Throughout 2006, Rusdi was one of the mentors for a series of film workshops conducted for students/teenagers, including a group of young detainees at a juvenile correctional center located in Jakarta. She wrote a screenplay for a short film directed by Lasja Fauzia called "(Almost) A Mischance", and is distributed by a Singaporean distribution company that leads the short film to circle the international festivals. She also worked with Malaysian stage director/writer Ann Lee adapting Lee's script, "Hang Li Poh" into Indonesian. One chapter from the adaptation was performed during the International Women Playwrights Conference in November 2006. Later that year, Rusdi was one of the programmers (alongside short filmmaker Farishad Latjuba, documentary filmmaker Alex Sihar, and artist Ade Darmawan) for the first Southeast Asian Short Film Competitions held in Jakarta. She was nominated at Festival Film Indonesia 2006 for her screenplay "Garasi".

In January 2007, Prima Rusdi, along with about 300 filmmakers including Mira Lesmana, Riri Riza, Nia Dinata, returned their awards from the government-funded Festival Film Indonesia to the Minister of Arts and Culture as a protest against the Indonesian government for the lack of support and transparency and a series of restrictive policies applied to the Indonesian film industry. This movement is known as MFI (Masyarakat Film Indonesia) or the Indonesian Film Society Movement. Later that year she served as a jury member on a jury chaired by British producer Jan Harlan at the 2007 International Film Festival in Bratislava, Slovakia. Other members were director Royston Tan (Singapore), actress Klara Issova (Czech Republic) and screenwriter Zuzana Liová (Slovakia).
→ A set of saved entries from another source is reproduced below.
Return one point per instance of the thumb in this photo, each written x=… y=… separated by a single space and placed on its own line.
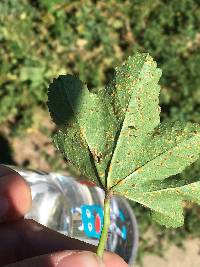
x=62 y=259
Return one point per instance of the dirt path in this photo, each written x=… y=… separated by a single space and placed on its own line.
x=175 y=257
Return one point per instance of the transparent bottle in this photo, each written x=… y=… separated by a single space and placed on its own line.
x=75 y=208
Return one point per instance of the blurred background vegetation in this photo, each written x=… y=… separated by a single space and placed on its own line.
x=41 y=39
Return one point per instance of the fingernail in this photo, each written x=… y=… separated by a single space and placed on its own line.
x=3 y=206
x=83 y=259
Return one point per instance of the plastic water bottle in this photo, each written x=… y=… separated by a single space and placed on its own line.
x=75 y=208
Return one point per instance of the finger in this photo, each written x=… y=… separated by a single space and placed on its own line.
x=15 y=195
x=72 y=259
x=26 y=239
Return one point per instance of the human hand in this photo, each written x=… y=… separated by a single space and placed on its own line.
x=25 y=242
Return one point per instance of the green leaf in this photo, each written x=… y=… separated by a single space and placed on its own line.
x=114 y=137
x=86 y=116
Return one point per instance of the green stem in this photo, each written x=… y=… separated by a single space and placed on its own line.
x=106 y=225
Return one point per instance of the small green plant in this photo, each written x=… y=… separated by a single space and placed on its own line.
x=115 y=138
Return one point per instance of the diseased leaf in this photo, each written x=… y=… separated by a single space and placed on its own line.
x=114 y=137
x=86 y=115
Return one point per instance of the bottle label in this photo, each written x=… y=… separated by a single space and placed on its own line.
x=92 y=219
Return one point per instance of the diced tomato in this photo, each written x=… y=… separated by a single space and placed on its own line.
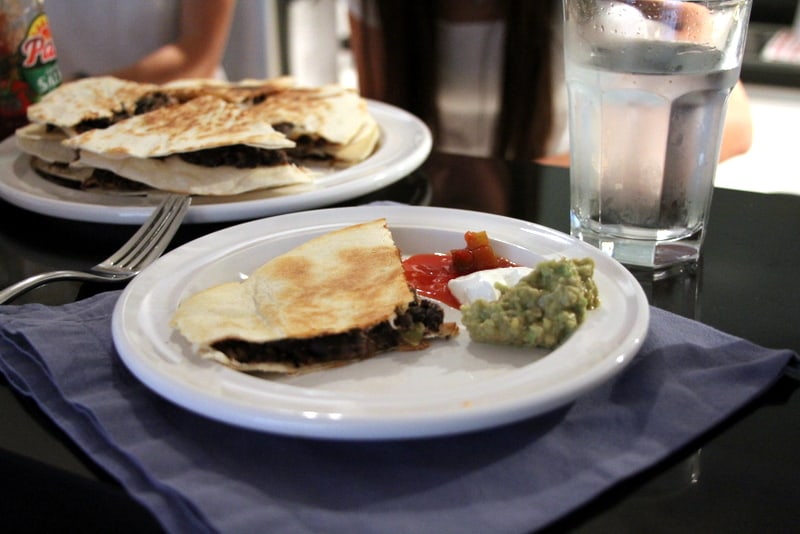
x=484 y=258
x=476 y=239
x=463 y=260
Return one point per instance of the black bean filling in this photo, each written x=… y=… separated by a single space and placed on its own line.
x=352 y=345
x=153 y=101
x=239 y=156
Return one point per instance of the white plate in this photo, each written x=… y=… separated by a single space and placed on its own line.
x=404 y=144
x=454 y=386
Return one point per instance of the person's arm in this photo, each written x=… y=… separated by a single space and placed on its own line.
x=204 y=30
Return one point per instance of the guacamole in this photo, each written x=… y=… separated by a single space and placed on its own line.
x=541 y=310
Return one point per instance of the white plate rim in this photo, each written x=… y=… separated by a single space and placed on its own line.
x=404 y=145
x=234 y=398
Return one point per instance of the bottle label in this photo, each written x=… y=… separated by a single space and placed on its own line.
x=38 y=53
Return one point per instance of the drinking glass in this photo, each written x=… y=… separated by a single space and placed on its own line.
x=648 y=84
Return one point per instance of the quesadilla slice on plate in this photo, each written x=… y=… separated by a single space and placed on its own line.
x=327 y=123
x=245 y=92
x=206 y=146
x=94 y=103
x=336 y=299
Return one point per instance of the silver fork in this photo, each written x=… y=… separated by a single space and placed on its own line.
x=138 y=252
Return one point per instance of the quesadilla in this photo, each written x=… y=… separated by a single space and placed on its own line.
x=338 y=298
x=246 y=92
x=94 y=103
x=206 y=146
x=201 y=137
x=326 y=123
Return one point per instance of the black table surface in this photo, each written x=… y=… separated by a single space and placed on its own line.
x=741 y=477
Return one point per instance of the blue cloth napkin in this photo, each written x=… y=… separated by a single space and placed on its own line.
x=198 y=475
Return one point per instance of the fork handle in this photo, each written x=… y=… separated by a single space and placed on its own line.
x=37 y=280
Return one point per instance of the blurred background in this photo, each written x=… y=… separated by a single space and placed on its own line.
x=309 y=39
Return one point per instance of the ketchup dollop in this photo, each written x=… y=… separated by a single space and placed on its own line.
x=428 y=274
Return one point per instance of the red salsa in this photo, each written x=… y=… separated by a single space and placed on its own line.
x=428 y=274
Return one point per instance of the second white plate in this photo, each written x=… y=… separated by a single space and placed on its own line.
x=454 y=386
x=404 y=145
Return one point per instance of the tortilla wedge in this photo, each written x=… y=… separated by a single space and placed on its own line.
x=336 y=299
x=171 y=149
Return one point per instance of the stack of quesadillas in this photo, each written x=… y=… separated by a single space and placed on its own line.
x=200 y=137
x=338 y=298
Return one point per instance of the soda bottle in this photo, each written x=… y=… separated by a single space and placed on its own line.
x=28 y=66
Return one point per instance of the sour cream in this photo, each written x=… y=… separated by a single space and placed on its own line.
x=481 y=284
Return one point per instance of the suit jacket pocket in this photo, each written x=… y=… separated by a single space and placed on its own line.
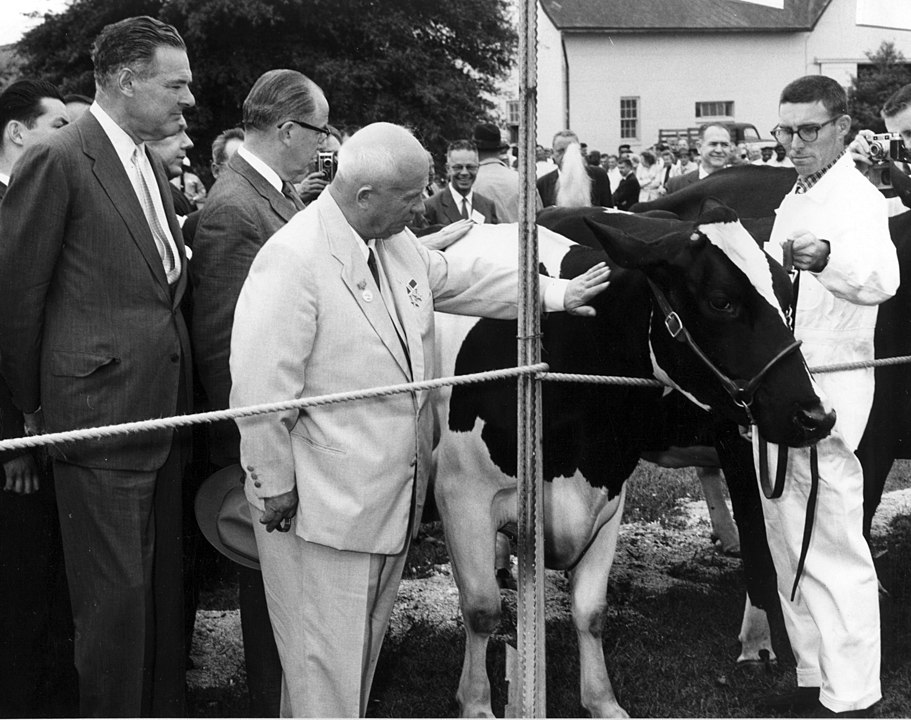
x=64 y=363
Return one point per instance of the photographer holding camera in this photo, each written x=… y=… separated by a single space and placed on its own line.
x=322 y=167
x=884 y=157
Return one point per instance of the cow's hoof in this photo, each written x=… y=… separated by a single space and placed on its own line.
x=505 y=580
x=765 y=663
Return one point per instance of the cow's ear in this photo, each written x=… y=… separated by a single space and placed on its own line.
x=713 y=210
x=630 y=252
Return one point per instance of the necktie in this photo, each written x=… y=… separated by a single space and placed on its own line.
x=371 y=263
x=289 y=191
x=158 y=233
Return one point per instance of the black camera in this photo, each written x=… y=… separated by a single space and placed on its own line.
x=884 y=149
x=327 y=164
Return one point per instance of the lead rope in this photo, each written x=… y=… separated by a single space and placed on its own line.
x=774 y=492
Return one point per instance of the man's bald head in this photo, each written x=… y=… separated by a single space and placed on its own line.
x=382 y=170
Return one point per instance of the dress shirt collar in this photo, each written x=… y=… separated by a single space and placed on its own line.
x=123 y=144
x=457 y=196
x=261 y=167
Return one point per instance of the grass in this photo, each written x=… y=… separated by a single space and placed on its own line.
x=670 y=653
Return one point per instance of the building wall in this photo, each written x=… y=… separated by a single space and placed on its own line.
x=670 y=73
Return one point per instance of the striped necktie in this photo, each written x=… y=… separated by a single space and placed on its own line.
x=148 y=208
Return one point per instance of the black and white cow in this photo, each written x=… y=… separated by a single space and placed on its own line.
x=729 y=297
x=754 y=193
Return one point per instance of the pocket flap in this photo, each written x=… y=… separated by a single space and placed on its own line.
x=77 y=364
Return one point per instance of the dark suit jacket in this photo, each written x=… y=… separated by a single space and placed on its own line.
x=11 y=423
x=627 y=193
x=241 y=212
x=682 y=181
x=96 y=335
x=600 y=193
x=441 y=209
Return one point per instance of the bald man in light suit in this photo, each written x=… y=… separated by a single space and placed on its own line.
x=349 y=481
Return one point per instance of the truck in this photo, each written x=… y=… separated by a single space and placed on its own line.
x=740 y=133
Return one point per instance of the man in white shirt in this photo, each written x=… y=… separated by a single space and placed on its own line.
x=458 y=200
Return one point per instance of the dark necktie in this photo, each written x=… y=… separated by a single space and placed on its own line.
x=371 y=263
x=289 y=192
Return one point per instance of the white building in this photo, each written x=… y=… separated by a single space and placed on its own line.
x=617 y=71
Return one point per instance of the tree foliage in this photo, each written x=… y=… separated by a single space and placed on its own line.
x=888 y=71
x=429 y=66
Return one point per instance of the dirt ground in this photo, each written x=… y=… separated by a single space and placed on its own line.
x=668 y=566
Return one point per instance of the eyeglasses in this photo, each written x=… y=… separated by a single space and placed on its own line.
x=323 y=130
x=807 y=133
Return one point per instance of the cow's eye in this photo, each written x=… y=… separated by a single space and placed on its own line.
x=721 y=304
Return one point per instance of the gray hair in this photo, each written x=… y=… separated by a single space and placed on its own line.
x=131 y=43
x=278 y=96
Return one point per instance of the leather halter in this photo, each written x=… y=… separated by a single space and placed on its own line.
x=741 y=392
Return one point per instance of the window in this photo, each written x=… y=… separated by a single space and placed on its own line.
x=715 y=108
x=513 y=111
x=629 y=118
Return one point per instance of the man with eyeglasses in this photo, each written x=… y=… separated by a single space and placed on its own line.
x=284 y=118
x=832 y=230
x=458 y=200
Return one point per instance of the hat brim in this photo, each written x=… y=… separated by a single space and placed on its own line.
x=223 y=516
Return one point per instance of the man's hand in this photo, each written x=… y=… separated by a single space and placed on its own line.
x=584 y=288
x=860 y=151
x=808 y=252
x=446 y=236
x=34 y=422
x=279 y=511
x=22 y=475
x=311 y=186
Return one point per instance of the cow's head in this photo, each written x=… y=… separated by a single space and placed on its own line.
x=730 y=298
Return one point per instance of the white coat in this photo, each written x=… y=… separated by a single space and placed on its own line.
x=833 y=623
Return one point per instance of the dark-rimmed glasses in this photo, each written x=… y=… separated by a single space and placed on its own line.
x=807 y=133
x=323 y=130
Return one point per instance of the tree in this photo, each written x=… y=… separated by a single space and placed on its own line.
x=888 y=71
x=429 y=66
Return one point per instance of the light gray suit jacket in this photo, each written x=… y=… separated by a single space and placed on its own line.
x=310 y=321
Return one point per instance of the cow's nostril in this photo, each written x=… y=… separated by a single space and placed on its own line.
x=815 y=421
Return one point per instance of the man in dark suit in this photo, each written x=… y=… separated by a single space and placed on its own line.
x=35 y=623
x=284 y=117
x=548 y=185
x=96 y=271
x=627 y=193
x=458 y=200
x=714 y=152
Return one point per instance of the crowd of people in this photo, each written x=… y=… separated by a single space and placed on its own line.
x=115 y=261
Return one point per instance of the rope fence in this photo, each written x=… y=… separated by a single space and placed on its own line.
x=540 y=370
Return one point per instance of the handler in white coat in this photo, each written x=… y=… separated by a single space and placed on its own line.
x=836 y=224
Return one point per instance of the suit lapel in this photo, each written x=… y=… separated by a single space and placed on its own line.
x=358 y=279
x=280 y=205
x=112 y=178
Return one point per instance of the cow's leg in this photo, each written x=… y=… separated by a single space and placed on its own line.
x=723 y=526
x=589 y=600
x=755 y=636
x=470 y=528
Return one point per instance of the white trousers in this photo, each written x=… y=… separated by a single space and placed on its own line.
x=833 y=621
x=329 y=610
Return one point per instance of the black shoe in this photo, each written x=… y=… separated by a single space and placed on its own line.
x=823 y=711
x=801 y=698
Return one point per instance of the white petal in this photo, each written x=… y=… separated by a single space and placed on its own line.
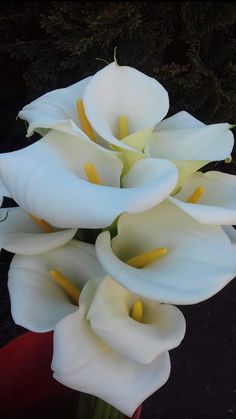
x=182 y=137
x=19 y=234
x=3 y=192
x=53 y=108
x=37 y=302
x=200 y=260
x=83 y=362
x=231 y=233
x=48 y=180
x=121 y=90
x=217 y=205
x=162 y=327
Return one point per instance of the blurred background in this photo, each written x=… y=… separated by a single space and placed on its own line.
x=190 y=48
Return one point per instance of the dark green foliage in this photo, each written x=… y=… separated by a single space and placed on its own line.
x=189 y=47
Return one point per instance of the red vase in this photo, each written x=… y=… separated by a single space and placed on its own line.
x=27 y=387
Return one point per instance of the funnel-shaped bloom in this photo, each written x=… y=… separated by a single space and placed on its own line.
x=198 y=261
x=38 y=302
x=101 y=350
x=189 y=143
x=113 y=92
x=49 y=180
x=20 y=234
x=56 y=108
x=217 y=203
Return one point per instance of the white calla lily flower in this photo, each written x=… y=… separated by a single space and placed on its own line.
x=231 y=233
x=196 y=260
x=189 y=143
x=50 y=179
x=55 y=109
x=37 y=301
x=217 y=201
x=113 y=92
x=3 y=192
x=101 y=350
x=124 y=91
x=20 y=234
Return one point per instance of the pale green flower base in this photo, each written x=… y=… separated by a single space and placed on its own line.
x=91 y=407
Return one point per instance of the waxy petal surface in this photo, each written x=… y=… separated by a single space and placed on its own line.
x=37 y=302
x=199 y=262
x=54 y=108
x=162 y=326
x=189 y=143
x=217 y=204
x=82 y=361
x=120 y=90
x=19 y=234
x=48 y=180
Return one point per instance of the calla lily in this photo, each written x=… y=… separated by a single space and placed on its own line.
x=57 y=107
x=196 y=260
x=3 y=192
x=102 y=351
x=49 y=180
x=20 y=234
x=112 y=92
x=37 y=301
x=217 y=203
x=231 y=233
x=189 y=143
x=129 y=93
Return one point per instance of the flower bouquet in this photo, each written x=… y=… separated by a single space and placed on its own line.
x=115 y=225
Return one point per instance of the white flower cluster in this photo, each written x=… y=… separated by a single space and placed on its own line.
x=107 y=160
In 2005, she had her first book, The Journey, published by Terrant Books. Her second book, 1095 Magical Days was published by KATAKITA in 2006. Prima has her third book published by Gramedia in 2007. The book is entitled Bikin Film kata 40 Pekerja Film or (Indonesian) Films According to 40 Indonesian Filmmakers. She is currently in the process of completing some scripts.